Üçüncü kez gerçekleşecek Akbank Sanat Dünya Müziği Günleri'nin ilk performansı Estonya geleneksel müziğini modern elektronik dokunuşlarıyla harmanlayan Maarja Nuut’un olacak. 6 Aralık akşamı Akbank Sanat sahnesinde dinleyeceğimiz Nuut, dört yıl önce yayımladığı ilk solo albümü Soolo ile Avrupa’da büyük bir yankı uyandırdıktan sonra dünyanın dört bir yanında konserler verdi. Aralarında WOMEX, Eurosonic Noordeslag ve Mundial Montreal’in bulunduğu önemli müzik buluşmalarında etkileyici performanslar sergileyen kemancı ve şarkıcı Maarja Nuut, ülkesinin geleneksel ezgileri ve temalarını bol katmanlı ve bütünlüklü bir yapıyla servis ediyor.
13 Aralık’ta Akbank Sanat’a konuk olacak Andrei Racu Band ise geleneksel Romen müziğini, yazılı ve yazısız kurallarına tam anlamıyla sadık kalarak yorumluyor. Daha önce ülkenin önemli kültür oluşumlarında solist olarak görev alan ve Romen müziğine dair geniş bir bilgi birikimine sahip olan Andrei Racu, beş kişiden oluşan orkestrasıyla Romen folk müziğini en ince detayına kadar ustalıkla kurgulanmış bir şekilde sahneye taşıyor. Andrei Racu Band üyelerinden Florin Mihalache’ye de ufak bir parantez açmakta fayda var. Avrupa’nın orta doğu ülkelerinde yaygın olan cimbalom enstrümanının virtüözü olan Mihalache, Carpathian Wreath isimli folk müziği orkestrasının da bir üyesi.
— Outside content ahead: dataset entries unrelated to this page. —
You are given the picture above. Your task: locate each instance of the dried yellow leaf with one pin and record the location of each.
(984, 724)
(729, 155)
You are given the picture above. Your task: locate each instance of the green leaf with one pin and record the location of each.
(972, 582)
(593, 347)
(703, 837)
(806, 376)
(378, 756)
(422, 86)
N’goni’nin Jimi Hendrix’i olarak tanınan Malili müzisyen Abou Diarra, Dünya Müziği Günleri'nin en uzaktan gelen misafiri. Mandingo arpı olarak da bilinen n’goni enstrümanını çalan Abou Diarra, sıradışı hikayesiyle de fazlasıyla merak uyandıran bir müzisyen. Kör bir virtüöz olan Vieux Kanté’den eğitim alan Diarra, enstrümanıyla aylarca yaya olarak yolculuk yaptı ve çeşitli performanslar sergileyerek Batı Afrika’nın ve enstrümanının geleneğini tam anlamıyla benimsedi. Batı Afrika’dan farklı ülkelerden ritimler ve ezgileri harmanladığı müziğiyle geride kalan aylarda Avrupa’da da büyük yankı uyandıran Abou Diarra Trio, kaçırılmaması gereken özel bir performans sergileyecek.
15 yıllık müzik deneyiminin ardından ilk albümünü geçtiğimiz yıl yayımlayan Tânia Oleiro, Portekiz geleneksel müziği fadoyu büyük bir tutkuyla yorumluyor. Çocuk yaşta annesinin evde söylediği fado şarkılarıyla bu kültürün içine dalan müzisyen, günümüzün sayılı fado sanatçılarıyla birlikte anılıyor. Birçok önemli festivalde ülkenin prestijli fado evlerinde sahne alan Oleiro, büyüleyici sahne performansı ve yorumculuğuyla kusursuz bir fado akşamı vadediyor.